With that pronouncement, Tristan stops trying to get up and stays kneeling on the ground. I return to applying pressure on his back and arm.

“Tell the emergency responders to hurry the hell up!”

“I want them to treat the shooters first,” Tristan protests. “If they die, we won’t get any answers from them on why they came after you or who sent them.”

“No, you need to get treated first before you die!”

“I’m not going to die,” he proclaims with a roll of his eyes.

“Damn. Apparently, the feelings go both ways,” Bryan remarks softly to Tristan.

“What feelings?” I snap.

“They do,” Tristan answers, but I ignore his comment.

“Why aren’t you on the phone with 9-1-1?” I huff at the detective.

“You hear those sirens? That means they’re on the way, Kir.”

“There are always sirens blaring in the city!” I yell.

“Kir? You call her Kir like she’s a mongrel?” Tristan asks.

“It’s short for Kirsten.”

“You’re an idiot,” the mobster tells the cop.

“What do you call her?” Bryan asks but Tristan doesn’t answer.

“Sweetheart,” I answer for him. “He calls me sweetheart.”

Bryan looks between us and then laughs. “You two make the oddest couple I’ve ever fucking seen.”

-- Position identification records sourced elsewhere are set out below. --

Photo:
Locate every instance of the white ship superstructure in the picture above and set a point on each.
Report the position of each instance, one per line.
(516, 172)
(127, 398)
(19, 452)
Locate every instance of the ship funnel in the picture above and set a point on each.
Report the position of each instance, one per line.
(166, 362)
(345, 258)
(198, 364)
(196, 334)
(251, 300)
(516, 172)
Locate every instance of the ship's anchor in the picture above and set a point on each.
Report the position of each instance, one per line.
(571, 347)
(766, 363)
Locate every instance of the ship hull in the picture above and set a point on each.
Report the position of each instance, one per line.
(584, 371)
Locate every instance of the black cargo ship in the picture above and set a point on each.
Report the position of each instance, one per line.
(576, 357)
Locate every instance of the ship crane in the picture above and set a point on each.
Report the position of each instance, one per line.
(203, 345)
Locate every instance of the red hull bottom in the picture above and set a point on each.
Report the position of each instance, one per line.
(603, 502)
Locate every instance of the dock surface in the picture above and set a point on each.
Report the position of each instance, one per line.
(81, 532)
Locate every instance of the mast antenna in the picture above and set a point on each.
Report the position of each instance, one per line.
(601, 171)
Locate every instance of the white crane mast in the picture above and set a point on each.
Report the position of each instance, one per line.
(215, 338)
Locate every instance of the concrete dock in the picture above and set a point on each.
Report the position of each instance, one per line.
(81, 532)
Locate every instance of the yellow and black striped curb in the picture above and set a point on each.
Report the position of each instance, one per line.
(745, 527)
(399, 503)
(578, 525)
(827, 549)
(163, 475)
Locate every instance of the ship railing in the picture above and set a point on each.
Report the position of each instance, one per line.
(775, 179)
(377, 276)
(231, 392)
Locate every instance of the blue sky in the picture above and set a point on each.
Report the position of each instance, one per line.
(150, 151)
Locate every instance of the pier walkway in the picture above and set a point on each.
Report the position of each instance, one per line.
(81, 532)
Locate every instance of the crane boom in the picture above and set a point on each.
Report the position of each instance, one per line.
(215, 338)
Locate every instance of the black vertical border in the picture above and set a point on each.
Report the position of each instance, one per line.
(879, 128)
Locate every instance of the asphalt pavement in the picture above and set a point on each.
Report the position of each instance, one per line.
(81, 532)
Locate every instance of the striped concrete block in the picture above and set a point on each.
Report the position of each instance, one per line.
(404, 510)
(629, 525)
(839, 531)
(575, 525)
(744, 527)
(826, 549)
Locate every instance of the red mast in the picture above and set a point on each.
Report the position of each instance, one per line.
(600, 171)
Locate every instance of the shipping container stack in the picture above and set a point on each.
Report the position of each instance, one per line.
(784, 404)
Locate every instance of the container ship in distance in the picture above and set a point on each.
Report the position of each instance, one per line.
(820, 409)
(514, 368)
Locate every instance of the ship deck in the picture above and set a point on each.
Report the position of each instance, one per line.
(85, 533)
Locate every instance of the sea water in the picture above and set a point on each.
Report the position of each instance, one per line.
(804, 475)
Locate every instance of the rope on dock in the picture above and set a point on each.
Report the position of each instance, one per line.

“And he’s seen a lot of couples, haven’t you, Bryan?” Tristan teases.

Finally, I spot the blue lights in the distance just before the ambulance flies down the street behind them. Bryan leaves us to direct the officers to the wrecked car, telling them they’re the shooters and to cuff them if they’re still alive. If they were, they would’ve opened the doors and run or jumped out and kept shooting.

Why the fuck do people keep trying to kill me? And why does Tristan keep protecting me?

“Who’s first?” the paramedic asks when he approaches with a medical bag.

“Him. He was shot,” I say.

At the same time, Tristan mutters, “Her. She could have a brain bleed.”

“I don’t have a brain bleed! I barely scuffed my head while you have two bullets imbedded in your body!”

“I’ll take it from here, ma’am,” the responder says when he kneels next to us. “You can move your hands now.”

I pull my bloody palms away, and he takes over, ripping Tristan’s jacket and shirt off right there on the sidewalk.